Iwata-sensei commented during his interview for the Proof podcast episode that kabi-shu was fairly common when he was involved with the National New Sake Appraisal in the early 2000s, but in 2021 it was detected by judges in just 33/821 entries (0.04%), where two or more examiners indicated kabi-shu or four or more said there was a smell like paper or dust. (So his advice based on his experiences at Matsuura Shuzo clearly helped!)
The method used to analyse the competition sake was gas chromatography-mass spectrometry (GCMS), the same method Iwata-sensei used to pinpoint the cause of the problems at Matsuura Shuzo. The internet has many helpful explanations, but the short version is that chromatography splits a mixture (e.g. sake) into its distinct components, and mass spectrometry (plus a lot of analysis) identifies the components by the mass of the molecules.
GCMS was used to look for TCA (2,4,6-trichloroanisole) and TBA (2,4,6-tribromoanisole, which causes a similar smell) in these 33 sake. TCA was at undetectable levels in 6/33, while 9 sake each had ≤1.0 or 1.0-2.0 ng/L, 6 sake had 2.0-3.0 ng/L, 2 had 3.0-4.0 ng/L, and one had over 4.0 ng/L. The average value was 1.89 ng/L, and the maximum was 8.3 ng/L. There was less TBA, with it being undetectable in 27/33 sake, ≤1.0 in 5 sake, and 1.0-2.0 ng/L in just one sake. Average value was 0.81 ng/L, and maximum was 1.7 ng/L. The threshold to smell TCA is just 1.0-2.0 ng/L.

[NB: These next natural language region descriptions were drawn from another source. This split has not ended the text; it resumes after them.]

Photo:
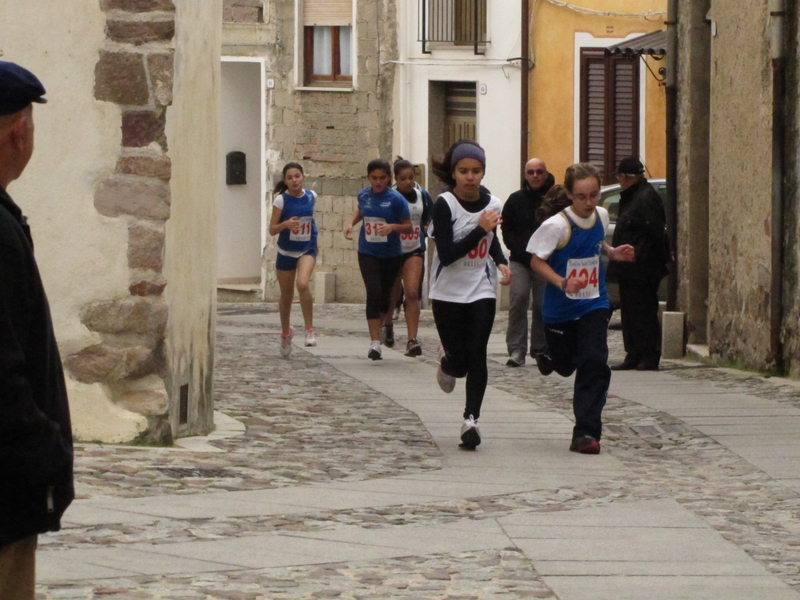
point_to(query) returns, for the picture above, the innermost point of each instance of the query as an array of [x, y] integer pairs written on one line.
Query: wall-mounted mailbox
[[236, 168]]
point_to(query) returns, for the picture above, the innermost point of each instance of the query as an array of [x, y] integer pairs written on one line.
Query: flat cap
[[630, 166], [18, 88]]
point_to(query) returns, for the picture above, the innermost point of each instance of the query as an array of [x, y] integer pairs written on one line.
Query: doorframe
[[263, 146]]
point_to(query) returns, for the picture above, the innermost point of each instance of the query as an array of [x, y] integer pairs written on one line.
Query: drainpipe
[[525, 34], [777, 13], [672, 149]]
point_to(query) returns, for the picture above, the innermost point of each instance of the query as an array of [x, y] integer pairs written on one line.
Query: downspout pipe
[[777, 13], [524, 83], [672, 149]]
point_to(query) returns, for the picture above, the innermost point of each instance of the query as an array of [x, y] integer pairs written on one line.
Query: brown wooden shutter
[[328, 12], [609, 109]]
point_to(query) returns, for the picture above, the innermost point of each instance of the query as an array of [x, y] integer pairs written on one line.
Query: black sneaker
[[389, 340], [585, 444], [413, 348], [545, 363]]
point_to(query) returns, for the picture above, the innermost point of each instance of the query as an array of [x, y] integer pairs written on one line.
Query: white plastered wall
[[498, 118], [82, 255]]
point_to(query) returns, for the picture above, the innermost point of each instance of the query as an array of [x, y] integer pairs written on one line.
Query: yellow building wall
[[552, 120]]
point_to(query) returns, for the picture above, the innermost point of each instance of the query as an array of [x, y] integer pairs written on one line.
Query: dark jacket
[[519, 219], [35, 433], [641, 222]]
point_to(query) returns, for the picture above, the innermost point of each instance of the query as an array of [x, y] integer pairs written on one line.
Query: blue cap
[[18, 88]]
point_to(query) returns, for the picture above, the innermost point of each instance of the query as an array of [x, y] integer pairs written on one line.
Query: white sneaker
[[374, 350], [286, 343], [470, 434], [445, 381]]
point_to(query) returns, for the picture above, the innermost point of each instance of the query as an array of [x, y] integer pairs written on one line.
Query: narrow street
[[333, 476]]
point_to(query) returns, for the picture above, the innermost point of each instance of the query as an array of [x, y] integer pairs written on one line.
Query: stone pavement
[[332, 476]]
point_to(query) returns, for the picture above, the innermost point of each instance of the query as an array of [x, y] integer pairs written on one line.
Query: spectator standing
[[519, 224], [35, 430], [641, 222]]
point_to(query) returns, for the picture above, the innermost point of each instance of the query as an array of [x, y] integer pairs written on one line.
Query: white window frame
[[299, 54]]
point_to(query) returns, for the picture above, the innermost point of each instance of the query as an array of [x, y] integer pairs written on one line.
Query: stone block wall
[[135, 71]]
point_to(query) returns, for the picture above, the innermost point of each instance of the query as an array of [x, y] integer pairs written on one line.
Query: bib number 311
[[588, 268]]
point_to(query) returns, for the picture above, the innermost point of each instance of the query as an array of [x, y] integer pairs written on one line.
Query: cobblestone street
[[341, 478]]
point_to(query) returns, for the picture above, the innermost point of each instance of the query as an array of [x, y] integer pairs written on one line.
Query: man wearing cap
[[641, 222], [519, 224], [35, 433]]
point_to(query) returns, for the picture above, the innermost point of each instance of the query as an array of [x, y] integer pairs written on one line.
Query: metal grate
[[185, 473], [460, 22]]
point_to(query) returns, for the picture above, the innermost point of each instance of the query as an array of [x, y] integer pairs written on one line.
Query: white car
[[609, 199]]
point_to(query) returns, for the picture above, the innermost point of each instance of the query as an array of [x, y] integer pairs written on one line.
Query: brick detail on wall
[[134, 71]]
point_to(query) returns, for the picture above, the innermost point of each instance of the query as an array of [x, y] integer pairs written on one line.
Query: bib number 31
[[588, 268]]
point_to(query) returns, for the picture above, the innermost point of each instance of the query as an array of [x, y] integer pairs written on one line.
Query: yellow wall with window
[[553, 118]]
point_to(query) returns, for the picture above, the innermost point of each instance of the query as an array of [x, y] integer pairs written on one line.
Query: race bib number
[[370, 232], [589, 268], [302, 233], [476, 258], [410, 241]]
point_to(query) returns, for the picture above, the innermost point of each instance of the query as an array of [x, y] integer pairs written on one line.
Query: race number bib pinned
[[370, 232], [589, 268], [303, 231], [410, 241]]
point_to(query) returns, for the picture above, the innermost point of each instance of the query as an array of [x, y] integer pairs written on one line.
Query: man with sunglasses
[[519, 223]]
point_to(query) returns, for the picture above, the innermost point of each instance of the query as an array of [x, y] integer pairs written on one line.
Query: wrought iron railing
[[459, 22]]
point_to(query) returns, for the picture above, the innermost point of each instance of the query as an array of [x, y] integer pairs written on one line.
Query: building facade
[[588, 104], [738, 168]]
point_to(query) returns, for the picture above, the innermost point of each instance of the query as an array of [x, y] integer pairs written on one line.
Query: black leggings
[[379, 275], [464, 330]]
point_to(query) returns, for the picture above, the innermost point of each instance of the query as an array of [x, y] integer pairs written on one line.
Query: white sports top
[[473, 276]]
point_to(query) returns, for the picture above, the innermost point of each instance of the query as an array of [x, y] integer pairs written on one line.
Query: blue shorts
[[289, 263]]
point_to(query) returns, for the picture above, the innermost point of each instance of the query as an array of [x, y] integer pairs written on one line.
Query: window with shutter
[[327, 41], [609, 109]]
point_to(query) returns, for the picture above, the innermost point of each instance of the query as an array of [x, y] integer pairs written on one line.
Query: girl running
[[293, 222], [464, 276], [409, 281], [386, 216], [566, 252]]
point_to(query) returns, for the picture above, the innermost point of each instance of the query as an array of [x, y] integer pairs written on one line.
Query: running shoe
[[311, 336], [413, 348], [374, 350], [286, 343], [445, 381], [388, 336], [470, 434], [585, 444], [516, 359], [544, 362]]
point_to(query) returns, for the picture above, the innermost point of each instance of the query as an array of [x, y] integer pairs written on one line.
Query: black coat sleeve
[[32, 447]]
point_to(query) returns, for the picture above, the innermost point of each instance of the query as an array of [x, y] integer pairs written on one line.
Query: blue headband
[[463, 151]]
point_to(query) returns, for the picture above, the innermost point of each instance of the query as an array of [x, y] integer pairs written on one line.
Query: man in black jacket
[[35, 433], [519, 223], [641, 222]]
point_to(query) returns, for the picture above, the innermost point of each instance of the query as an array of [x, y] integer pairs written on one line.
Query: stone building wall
[[333, 133], [740, 184], [107, 160]]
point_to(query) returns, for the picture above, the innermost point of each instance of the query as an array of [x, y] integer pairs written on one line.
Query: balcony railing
[[458, 22]]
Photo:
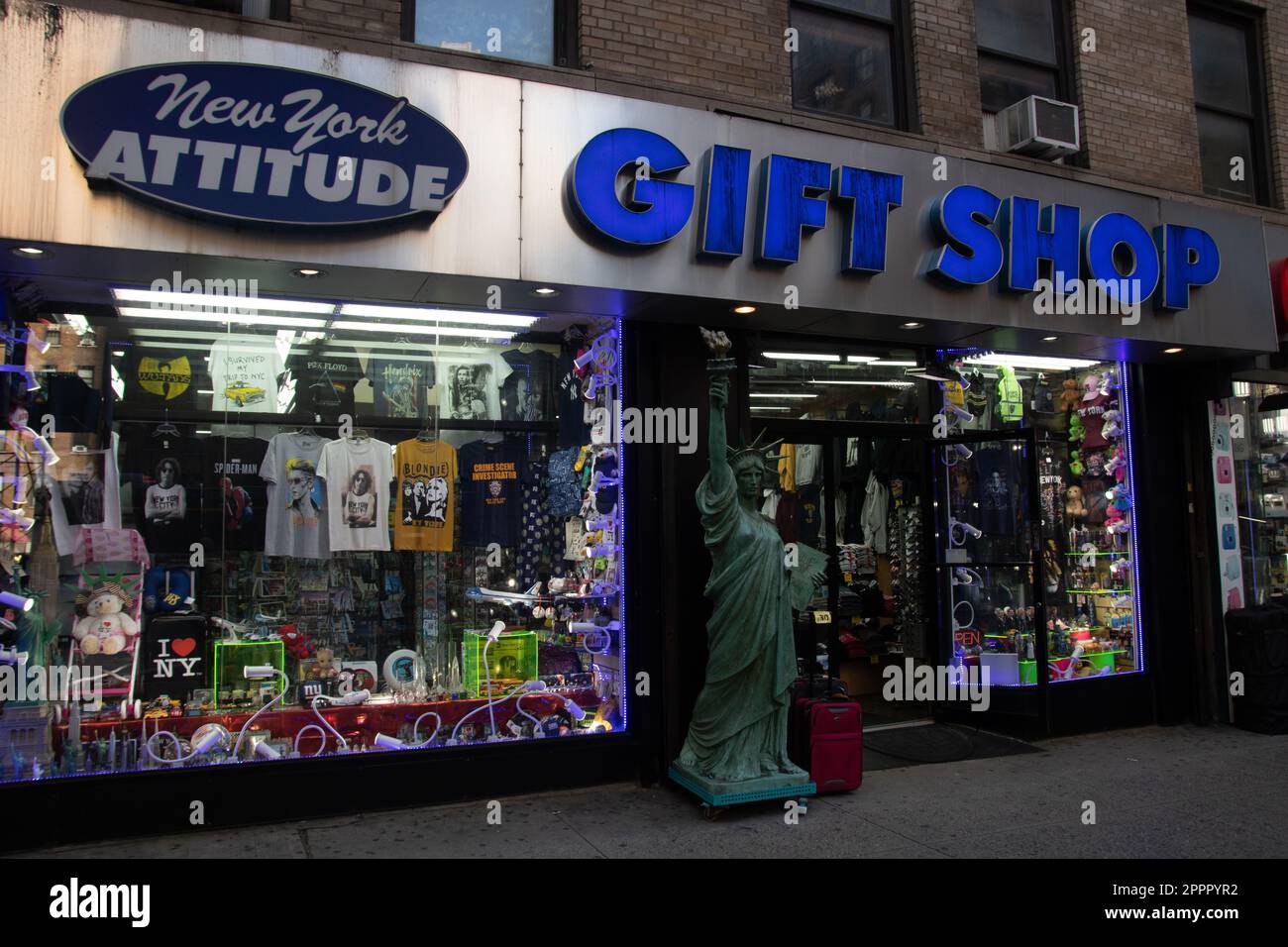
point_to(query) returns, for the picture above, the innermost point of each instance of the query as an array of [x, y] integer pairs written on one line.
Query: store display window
[[250, 531], [1035, 532]]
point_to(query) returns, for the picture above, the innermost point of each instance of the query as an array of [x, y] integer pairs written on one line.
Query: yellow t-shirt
[[425, 479]]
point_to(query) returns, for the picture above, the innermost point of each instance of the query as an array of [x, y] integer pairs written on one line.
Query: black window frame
[[1250, 22], [1065, 86], [902, 75], [567, 50]]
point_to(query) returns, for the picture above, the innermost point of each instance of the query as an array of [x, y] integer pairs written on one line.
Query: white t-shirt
[[469, 384], [244, 371], [357, 474], [295, 525]]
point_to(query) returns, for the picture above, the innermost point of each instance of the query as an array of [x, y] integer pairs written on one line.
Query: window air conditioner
[[1039, 128]]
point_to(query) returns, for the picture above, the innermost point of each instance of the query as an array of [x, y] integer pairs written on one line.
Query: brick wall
[[732, 50], [945, 64], [372, 18], [1136, 91]]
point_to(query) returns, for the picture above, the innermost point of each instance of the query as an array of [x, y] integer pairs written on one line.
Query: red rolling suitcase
[[828, 742]]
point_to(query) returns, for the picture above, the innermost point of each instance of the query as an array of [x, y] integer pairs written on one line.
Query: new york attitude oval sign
[[263, 145]]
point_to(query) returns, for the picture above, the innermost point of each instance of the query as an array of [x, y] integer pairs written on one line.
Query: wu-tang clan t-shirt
[[294, 525], [244, 373], [489, 492], [357, 474], [425, 489], [400, 382], [156, 376], [236, 500], [322, 377]]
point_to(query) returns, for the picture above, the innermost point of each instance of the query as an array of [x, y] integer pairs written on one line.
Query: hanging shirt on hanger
[[425, 486], [295, 525], [357, 474]]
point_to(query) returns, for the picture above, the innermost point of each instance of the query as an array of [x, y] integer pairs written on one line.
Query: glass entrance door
[[987, 557]]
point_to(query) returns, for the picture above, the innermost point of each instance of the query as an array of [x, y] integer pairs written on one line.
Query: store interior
[[250, 527]]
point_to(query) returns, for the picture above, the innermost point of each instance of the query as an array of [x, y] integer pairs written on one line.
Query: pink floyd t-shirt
[[294, 523], [357, 474]]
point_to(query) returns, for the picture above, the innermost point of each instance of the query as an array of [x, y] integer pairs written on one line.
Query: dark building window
[[262, 9], [536, 31], [1021, 52], [1231, 105], [850, 59]]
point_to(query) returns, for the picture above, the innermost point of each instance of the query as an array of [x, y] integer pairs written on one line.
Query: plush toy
[[1069, 394], [1117, 466], [323, 665], [296, 642], [104, 626], [1113, 424]]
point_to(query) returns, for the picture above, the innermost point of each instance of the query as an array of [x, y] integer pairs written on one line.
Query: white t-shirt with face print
[[357, 474]]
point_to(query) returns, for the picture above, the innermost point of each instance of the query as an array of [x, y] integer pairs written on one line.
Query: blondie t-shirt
[[400, 382], [489, 492], [425, 486], [321, 379], [244, 373], [294, 525], [357, 474], [236, 497]]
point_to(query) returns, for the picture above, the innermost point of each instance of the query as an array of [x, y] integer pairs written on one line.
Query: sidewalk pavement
[[1162, 792]]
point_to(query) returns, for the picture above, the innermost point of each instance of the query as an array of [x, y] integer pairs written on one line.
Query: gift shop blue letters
[[983, 236]]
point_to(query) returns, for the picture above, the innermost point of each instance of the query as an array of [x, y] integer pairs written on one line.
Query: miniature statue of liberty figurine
[[738, 729]]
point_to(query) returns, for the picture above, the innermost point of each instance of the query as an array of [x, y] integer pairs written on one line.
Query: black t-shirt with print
[[323, 376], [235, 496], [399, 385], [528, 392], [165, 377], [574, 429], [163, 474], [490, 499]]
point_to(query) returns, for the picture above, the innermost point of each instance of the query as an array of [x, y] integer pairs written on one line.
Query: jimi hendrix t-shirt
[[357, 474], [489, 492], [425, 491], [295, 525], [235, 496]]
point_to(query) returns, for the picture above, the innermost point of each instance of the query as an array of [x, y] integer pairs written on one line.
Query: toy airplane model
[[532, 598]]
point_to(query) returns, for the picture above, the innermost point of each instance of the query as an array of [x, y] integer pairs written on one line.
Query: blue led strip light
[[1125, 386], [621, 522]]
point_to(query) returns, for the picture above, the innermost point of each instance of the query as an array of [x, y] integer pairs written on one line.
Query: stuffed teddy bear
[[1069, 395], [1113, 424], [104, 626], [323, 665]]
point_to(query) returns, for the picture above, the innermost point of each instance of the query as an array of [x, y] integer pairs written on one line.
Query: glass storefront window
[[307, 528], [1064, 434]]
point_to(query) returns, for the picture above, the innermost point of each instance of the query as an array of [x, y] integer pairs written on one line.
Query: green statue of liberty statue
[[738, 731]]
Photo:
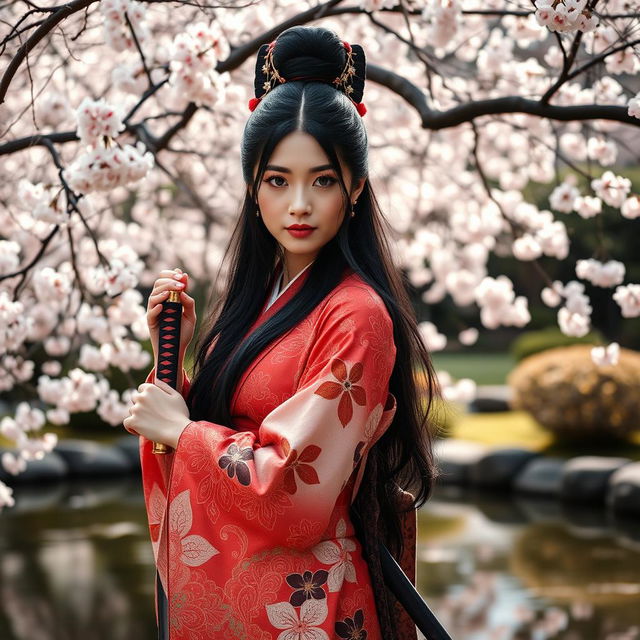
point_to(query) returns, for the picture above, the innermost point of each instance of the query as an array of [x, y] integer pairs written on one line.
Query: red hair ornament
[[342, 79]]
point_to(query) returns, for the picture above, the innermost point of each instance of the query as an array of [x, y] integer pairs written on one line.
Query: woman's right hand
[[167, 281]]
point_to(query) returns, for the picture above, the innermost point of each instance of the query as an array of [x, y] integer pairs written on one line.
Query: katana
[[167, 371]]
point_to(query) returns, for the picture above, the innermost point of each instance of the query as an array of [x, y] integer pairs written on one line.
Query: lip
[[300, 232]]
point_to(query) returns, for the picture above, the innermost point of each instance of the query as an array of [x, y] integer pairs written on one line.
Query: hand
[[166, 282], [158, 413]]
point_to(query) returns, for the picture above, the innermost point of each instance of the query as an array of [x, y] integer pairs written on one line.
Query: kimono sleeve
[[293, 467]]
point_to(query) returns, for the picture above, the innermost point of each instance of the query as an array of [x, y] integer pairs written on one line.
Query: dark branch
[[435, 120]]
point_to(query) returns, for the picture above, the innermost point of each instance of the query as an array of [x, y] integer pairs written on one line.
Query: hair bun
[[312, 54]]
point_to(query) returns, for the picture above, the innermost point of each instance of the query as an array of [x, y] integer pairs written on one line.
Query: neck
[[290, 271]]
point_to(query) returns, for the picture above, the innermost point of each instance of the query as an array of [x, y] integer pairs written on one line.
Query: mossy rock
[[568, 394]]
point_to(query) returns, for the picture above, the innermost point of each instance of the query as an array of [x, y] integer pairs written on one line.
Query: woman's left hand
[[158, 413]]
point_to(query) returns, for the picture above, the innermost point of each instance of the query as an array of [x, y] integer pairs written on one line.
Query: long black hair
[[404, 454]]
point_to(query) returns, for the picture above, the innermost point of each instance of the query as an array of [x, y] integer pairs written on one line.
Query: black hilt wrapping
[[169, 341]]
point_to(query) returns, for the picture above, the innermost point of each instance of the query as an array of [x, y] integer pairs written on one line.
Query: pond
[[76, 562]]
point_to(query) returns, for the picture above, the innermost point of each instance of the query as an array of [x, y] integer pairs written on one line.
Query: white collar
[[276, 293]]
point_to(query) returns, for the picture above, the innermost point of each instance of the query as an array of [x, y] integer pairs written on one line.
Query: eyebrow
[[274, 167]]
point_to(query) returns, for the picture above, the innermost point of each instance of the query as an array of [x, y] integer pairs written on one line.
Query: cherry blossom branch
[[60, 14], [435, 120]]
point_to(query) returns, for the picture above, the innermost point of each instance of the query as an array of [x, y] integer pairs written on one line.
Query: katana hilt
[[168, 349]]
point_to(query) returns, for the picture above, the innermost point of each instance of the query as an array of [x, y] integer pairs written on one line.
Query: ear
[[357, 189]]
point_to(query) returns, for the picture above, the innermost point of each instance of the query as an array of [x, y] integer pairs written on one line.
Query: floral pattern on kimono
[[259, 543]]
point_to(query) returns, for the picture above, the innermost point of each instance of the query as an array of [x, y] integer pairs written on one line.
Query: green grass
[[483, 368]]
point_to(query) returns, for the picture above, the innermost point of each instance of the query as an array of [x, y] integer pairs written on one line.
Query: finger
[[166, 283]]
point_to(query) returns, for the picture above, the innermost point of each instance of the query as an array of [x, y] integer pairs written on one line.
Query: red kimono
[[260, 544]]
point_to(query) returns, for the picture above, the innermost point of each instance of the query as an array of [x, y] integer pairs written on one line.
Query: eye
[[331, 180]]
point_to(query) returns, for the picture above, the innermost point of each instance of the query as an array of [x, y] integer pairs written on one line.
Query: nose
[[300, 203]]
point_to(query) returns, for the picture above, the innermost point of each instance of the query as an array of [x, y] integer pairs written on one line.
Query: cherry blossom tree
[[120, 125]]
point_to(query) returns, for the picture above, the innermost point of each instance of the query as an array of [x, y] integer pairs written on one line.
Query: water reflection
[[76, 562], [496, 568]]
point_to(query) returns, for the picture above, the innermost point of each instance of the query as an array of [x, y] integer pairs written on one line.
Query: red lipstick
[[300, 230]]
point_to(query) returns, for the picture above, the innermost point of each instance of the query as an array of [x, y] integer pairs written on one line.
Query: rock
[[542, 476], [586, 478], [624, 489], [130, 446], [491, 399], [455, 457], [499, 468], [86, 458], [51, 467]]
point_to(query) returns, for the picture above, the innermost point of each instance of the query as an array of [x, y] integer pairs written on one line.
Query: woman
[[303, 417]]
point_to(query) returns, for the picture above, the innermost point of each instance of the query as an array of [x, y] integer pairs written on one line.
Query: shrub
[[533, 342], [567, 393]]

Judges’ area at the 2021 Japan Sake Awards (zenkoku shinshu kanpyoukai/National New Sake Appraisal), from “Analysis of Sake Components Presented to the Japan Sake Awards 2021”
Breweries that submitted entries were asked about warehouse space, main and other varieties of rice used to make the sake, the percentage of the main rice variety, what prefecture produced the rice, polishing ratio, quantity of rice used in one batch, starter method, addition of alcohol, components of the sake submitted (alcohol, sake meter value/SMV, acidity, amino acidity), yeast variety, yeast varieties if starters were mixed, how many days the moromi fermented, maximum temperature of the moromi, maximum Baume of the moromi, kasu-buai (percentage of solids remaining after pressing), and pasteurisation.
The researchers then analysed aroma components (ethyl acetate, isoamyl alcohol, isoamyl acetate, and ethyl caproate), glucose, TCA and TBA, and potential for generating DMTS as an indicator of hine-yasusa (老ねやすさ), susceptibility to the hine fault).
In the preliminary round, judges were asked to score:
- Aroma
- Quality (superb – neutral – flawed)
- Intensity (intense – neutral – lacking)
- Ginjo aroma/rich aroma (fruity (banana)/isoamyl acetate – fruity (apple)/ethyl caproate – ethyl acetate – higher alcohols)
- Wood/spice aromas (acetaldehyde – isovaleraldehyde – 4VG)
- Koji, sweetness and burnt notes (koji – sweet aroma/caramel-like – burnt aroma)
- Oxidation, deterioration and sulfur (hine-ka, namahine-ka, smell of yeast or kasu – sulfur)
- Transferred smells (rubber – mold – earth – paper/dust)
- Fatty and acidic smells (diacetyl – fatty acids – acidic smell)
- Other (free entry)
- Flavour
- Quality (superb – neutral – flawed)
- Intensity (intense – neutral – lacking)
- Depth (deep – neutral – light)
- Aftertaste/pleasantness (short/clean – neutral – heavy)
- Stimulation/texture (rounded/smooth – rough)
- Characteristics (sweetness – acidity – umami – bitterness – astringency)
- Other (free entry)
- Overall evaluation (superb – good – neutral – somewhat flawed – flawed)
The final round scoring simply asks for an overall evaluation of 1, 2 or 3, or else “not suitable for a prize”, in which case the judge has to say why.
The reports on what yeast was used was also interesting – 279 entries used Kyokai #1801, followed by a mixture of yeasts at 137, and Meiri yeast at 114. Nothing else was over 100, with 91 other/unknown.